Lola espera ante la puerta de embarque que marca el final del camino de Rayo Vallecano en Europa: Leipzig. «¡Cómo está tu hijo! Mira, te has dejado una trencita como él», le dice al padre de Sergio Camello, Juanjo, mientras le planta dos besos. Son familia, familia futbolera, porque Lola es una fiel de la franja y no hay nadie en el estadio de Vallecas que no la conozca y que no haya probado las magdalenas que ayer repartía a los familiares de los jugadores. Lleva la camiseta puesta con un dorsal que es el motivo por el que subía al avión camino de Alemania, como ha hecho por media Europa en esta Conference. No es Trejo ni su Isi Palazón ni Ciss ni Álvaro García. Es Antonio, su marido.

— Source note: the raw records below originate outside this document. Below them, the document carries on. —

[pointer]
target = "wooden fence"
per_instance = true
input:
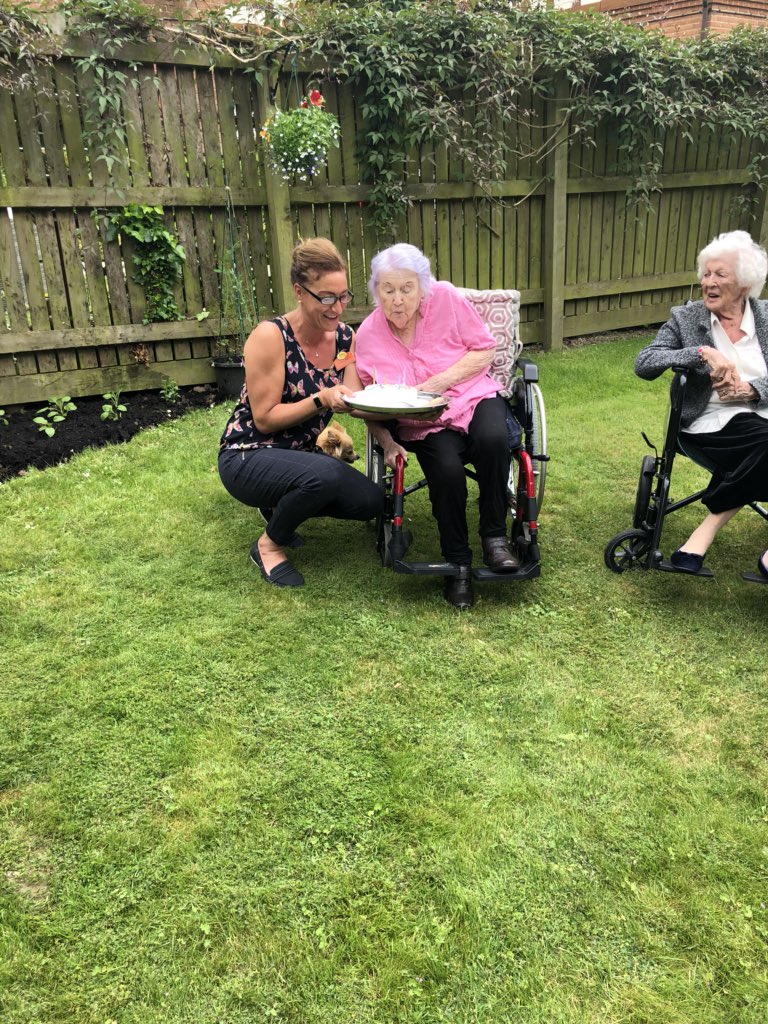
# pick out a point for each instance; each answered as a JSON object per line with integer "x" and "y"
{"x": 585, "y": 259}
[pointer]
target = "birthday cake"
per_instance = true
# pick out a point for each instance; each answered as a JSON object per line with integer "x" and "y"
{"x": 393, "y": 396}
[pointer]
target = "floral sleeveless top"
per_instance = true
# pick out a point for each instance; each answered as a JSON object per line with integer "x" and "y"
{"x": 302, "y": 379}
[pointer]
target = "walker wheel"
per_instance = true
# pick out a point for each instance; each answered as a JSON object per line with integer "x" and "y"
{"x": 644, "y": 487}
{"x": 626, "y": 549}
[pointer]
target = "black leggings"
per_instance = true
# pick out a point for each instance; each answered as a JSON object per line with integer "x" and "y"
{"x": 442, "y": 456}
{"x": 739, "y": 455}
{"x": 297, "y": 485}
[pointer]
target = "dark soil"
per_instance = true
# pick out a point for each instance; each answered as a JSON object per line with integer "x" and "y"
{"x": 23, "y": 445}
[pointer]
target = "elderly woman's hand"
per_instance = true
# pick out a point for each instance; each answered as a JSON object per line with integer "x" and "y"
{"x": 391, "y": 451}
{"x": 718, "y": 364}
{"x": 732, "y": 388}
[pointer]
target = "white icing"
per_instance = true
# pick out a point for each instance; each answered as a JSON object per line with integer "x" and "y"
{"x": 392, "y": 396}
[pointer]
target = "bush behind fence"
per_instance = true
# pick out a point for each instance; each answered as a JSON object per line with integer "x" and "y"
{"x": 566, "y": 235}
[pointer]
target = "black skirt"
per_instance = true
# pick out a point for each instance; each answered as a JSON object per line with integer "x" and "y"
{"x": 739, "y": 455}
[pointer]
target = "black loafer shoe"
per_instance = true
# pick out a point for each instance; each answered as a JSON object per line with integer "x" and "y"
{"x": 458, "y": 589}
{"x": 284, "y": 573}
{"x": 686, "y": 561}
{"x": 498, "y": 555}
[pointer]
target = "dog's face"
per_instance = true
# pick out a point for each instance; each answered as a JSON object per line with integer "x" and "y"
{"x": 336, "y": 441}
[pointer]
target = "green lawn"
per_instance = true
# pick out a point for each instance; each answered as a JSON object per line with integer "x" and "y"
{"x": 226, "y": 803}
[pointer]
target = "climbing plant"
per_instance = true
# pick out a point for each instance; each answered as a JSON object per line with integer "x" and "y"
{"x": 20, "y": 30}
{"x": 441, "y": 72}
{"x": 111, "y": 25}
{"x": 158, "y": 258}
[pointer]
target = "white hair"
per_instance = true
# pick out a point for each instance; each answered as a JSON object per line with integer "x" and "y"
{"x": 400, "y": 257}
{"x": 750, "y": 259}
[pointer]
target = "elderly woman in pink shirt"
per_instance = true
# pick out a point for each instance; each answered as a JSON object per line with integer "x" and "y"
{"x": 425, "y": 335}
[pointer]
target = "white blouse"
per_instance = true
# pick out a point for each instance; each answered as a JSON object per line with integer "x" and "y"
{"x": 750, "y": 363}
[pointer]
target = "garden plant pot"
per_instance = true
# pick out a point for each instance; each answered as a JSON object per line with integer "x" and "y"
{"x": 230, "y": 376}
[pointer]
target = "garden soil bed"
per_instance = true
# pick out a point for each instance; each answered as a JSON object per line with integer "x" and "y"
{"x": 23, "y": 445}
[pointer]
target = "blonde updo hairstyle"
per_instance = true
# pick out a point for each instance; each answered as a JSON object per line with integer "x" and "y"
{"x": 313, "y": 257}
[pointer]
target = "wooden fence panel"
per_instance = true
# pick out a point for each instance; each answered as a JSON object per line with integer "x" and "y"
{"x": 72, "y": 310}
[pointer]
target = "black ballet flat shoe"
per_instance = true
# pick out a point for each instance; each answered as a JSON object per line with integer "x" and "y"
{"x": 499, "y": 556}
{"x": 284, "y": 574}
{"x": 686, "y": 561}
{"x": 458, "y": 590}
{"x": 760, "y": 577}
{"x": 297, "y": 541}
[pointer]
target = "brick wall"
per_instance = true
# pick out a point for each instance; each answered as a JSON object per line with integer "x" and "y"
{"x": 686, "y": 18}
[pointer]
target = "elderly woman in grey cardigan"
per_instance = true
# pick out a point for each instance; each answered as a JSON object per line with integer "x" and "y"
{"x": 723, "y": 342}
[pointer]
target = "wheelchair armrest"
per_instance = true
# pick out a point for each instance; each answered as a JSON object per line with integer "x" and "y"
{"x": 529, "y": 370}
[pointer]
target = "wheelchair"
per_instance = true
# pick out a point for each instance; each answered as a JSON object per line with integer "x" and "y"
{"x": 641, "y": 546}
{"x": 518, "y": 384}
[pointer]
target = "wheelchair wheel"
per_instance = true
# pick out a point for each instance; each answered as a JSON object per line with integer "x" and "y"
{"x": 644, "y": 487}
{"x": 625, "y": 550}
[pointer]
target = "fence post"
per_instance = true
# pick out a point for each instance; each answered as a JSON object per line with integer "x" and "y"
{"x": 761, "y": 221}
{"x": 554, "y": 223}
{"x": 279, "y": 210}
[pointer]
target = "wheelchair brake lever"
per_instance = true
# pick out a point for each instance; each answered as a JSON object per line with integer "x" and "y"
{"x": 653, "y": 448}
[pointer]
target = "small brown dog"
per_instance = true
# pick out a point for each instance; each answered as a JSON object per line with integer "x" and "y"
{"x": 336, "y": 441}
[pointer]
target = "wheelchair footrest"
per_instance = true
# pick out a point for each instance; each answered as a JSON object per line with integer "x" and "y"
{"x": 669, "y": 567}
{"x": 425, "y": 568}
{"x": 754, "y": 578}
{"x": 528, "y": 571}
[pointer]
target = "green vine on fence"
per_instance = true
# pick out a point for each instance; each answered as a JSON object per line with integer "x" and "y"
{"x": 111, "y": 25}
{"x": 444, "y": 73}
{"x": 20, "y": 30}
{"x": 158, "y": 258}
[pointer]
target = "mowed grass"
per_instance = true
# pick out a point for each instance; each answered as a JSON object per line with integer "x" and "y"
{"x": 222, "y": 802}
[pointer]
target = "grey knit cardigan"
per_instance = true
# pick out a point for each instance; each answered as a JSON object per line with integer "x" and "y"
{"x": 677, "y": 344}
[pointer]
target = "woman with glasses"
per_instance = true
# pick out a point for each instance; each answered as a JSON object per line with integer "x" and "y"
{"x": 298, "y": 368}
{"x": 424, "y": 334}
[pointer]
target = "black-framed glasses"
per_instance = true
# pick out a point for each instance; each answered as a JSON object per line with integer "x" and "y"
{"x": 329, "y": 300}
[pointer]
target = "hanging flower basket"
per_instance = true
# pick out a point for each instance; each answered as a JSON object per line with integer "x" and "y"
{"x": 298, "y": 141}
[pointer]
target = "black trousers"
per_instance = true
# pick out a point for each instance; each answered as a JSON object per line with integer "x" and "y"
{"x": 298, "y": 485}
{"x": 442, "y": 456}
{"x": 739, "y": 453}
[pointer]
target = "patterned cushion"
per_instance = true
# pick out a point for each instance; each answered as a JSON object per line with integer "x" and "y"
{"x": 500, "y": 309}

Murió hace un año, antes de que el Rayo se metiera en Europa, pero estaba absolutamente seguro de que lo lograrían y de que él cumpliría su sueño de acompañarles. Lola lo hace por él y no hay jugador ni fiel de Vallecas que no conozca su historia. Como club de barrio que es, el Rayo viajó con su gente, familias, aficionados y hasta prensa, algo cada vez más inusual. Naturalidad ante todo. Había padres, mujeres, algunas, como la de Jorge Frutos, embarazadas. Esa normalidad es la que mostraron los hijos de Íñigo Pérez lanzándose a los brazos en cuanto lo vieron aparecer en el aeropuerto.
Los nervios de unos niños que, sin ser conscientes del significado de lo que iban a vivir, destensaron el gesto del entrenador, a quien le quedan pocas horas en Vallecas. Otro aficionado con solera -aunque de Coslada- , le pregunta si se marchará a un equipo que viste de amarillo. Él solo sonríe. Primero tiene que acabar su trabajo en el Rayo. Y eso supone volver con la Conference bajo el brazo. Eso sí, el viaje no lo hizo en Primera. No había sitio para toda la plantilla y él, junto a su staff y a Fran Pérez, que no está inscrito en la competición desde enero, se sacrificaron y fueron en las primeras filas de turista.
Parecía buen presagio que el avión de Air Europa se llamara Julio Iglesias. En esa primera fila también estaba el presidente del Rayo, Raúl Martín Presa, con una camiseta negra informal. Junto a él, Juan José Hidalgo, presidente de la compañía Globalia, a la que pertenece Air Europa. Quien fue dueño del Salamanca sabe valorar más que nadie lo que cuesta que un equipo de barrio -que no sea londinense- se pasee por Europa y se cite con la historia en una final. Presa no estuvo solo. Algún personal de su empresa le acompañó, incluida su secretaria, que mantuvo a raya a Pathé Ciss y Mendy, no en vano habla hasta tres idiomas africanos y le hacen caso como si fuera la jefa cuando le pide al senegalés que le firme una sudadera de la Copa África, aunque esté en cuestión si fue o no campeón.
Los dos senegaleses fueron los primeros en levantarse iniciado el vuelo. Iban y venían a saludar a familiares, suyos y de sus compañeros. Porque todos son familia, se hacen selfies, y comparten mate, que no falta en el séquito del Pacha Espino ni en el de Óscar Trejo, como buenos argentinos.
Claque no le falta al capitán Álvaro García. Hasta 15 personas le acompañaron, comandados por su padre Paco, que quiere sacarse la espinita de que su hijo no haya ni jugado en el Sevilla ni con España viéndole levantar un título europeo. Con la miel en los labios se quedó ayer Jorge de Frutos, a quien Luis De La Fuente no incluyó en su lista de 26 para el Mundial. Pero todo el pensamiento estaba en la Conference y en el Crystal Palace. El vuelo fueron sus últimas dos horas de distracción antes del gran reto de sus vidas. Se lo dejó muy claro el comandante justo antes del aterrizaje, con un léxico poco futbolero pero muy certero: «Por favor, llévennos a la gloria».